我国是世界上最大的水稻生产和消费国,稻田甲烷排放问题一直受到国际广泛关注。在水稻复种指数持续下降、稻田面积难以增加、收获指数已近高限等多重压力下,通过品种改良和农艺创新,实现水稻单产的持续稳定增长,是确保我国“口粮绝对安全”的根本途径。适度提高植株生物量和增强茎秆及根系,是突破水稻单产徘徊不前的育种与栽培新途径。由于水稻当季光合产物也是稻田甲烷产生菌的重要碳源,因此,国内外普遍认为水稻高产新品种将进一步增加稻田甲烷排放。
该团队研究发现,水稻高产新品种不仅可以通过根系分泌物和凋落物的形式为稻田甲烷产生菌提供更多的碳源,促进甲烷产生过程;同时也可以通过强大的通气组织(根系)为稻田甲烷氧化菌提供更多的氧气,促进甲烷氧化过程。当土壤贫瘠时,甲烷产生的碳源主要来自当季光合产物,高产品种可以显著提高甲烷产生进而增加排放。当土壤比较肥沃时,土壤有机碳源充足,但氧气不足,高产品种根际泌氧强,可以促进甲烷氧化进而减少排放。可见,水稻品种对稻田甲烷排放的调控,是通过植株影响土壤碳源和氧源及微生物群落状况,是一个地上地下的互作过程。
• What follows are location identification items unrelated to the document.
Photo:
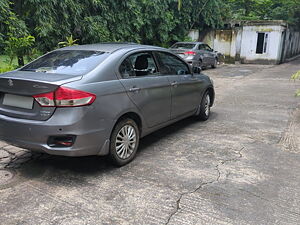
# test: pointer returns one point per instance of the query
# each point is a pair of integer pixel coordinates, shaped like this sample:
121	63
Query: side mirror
197	69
研究表明,高产新品种对稻田甲烷排放的影响取决于稻田土壤有机质水平。当稻田土壤贫瘠(有机质含量低于1.4%)时,高产品种会提高甲烷排放;在中高产稻田(有机质含量高于2.1%),高产新品种显著降低稻田甲烷排放。由于中高产稻田的甲烷排放总量远高于贫瘠稻田,因此,高产新品种的甲烷净减排量远高于其在贫瘠稻田的增排效果。根据第二次土壤普查数据,我国80%以上的稻田有机质含量高于2.1%,且近年来呈现递增趋势。由此可见,我国水稻高产新品种的大面积推广,不仅保障了国家的口粮安全,而且起到了甲烷显著减排效果。
该研究得到了“十三五”国家重点研发计划、中国农科院科技创新工程和“国家留学基金”等项目资助。作科所与南京农业大学联合培养的博士研究生江瑜为文章第一作者,张卫建研究员为通讯作者。(来源:中国科学报 张晴丹)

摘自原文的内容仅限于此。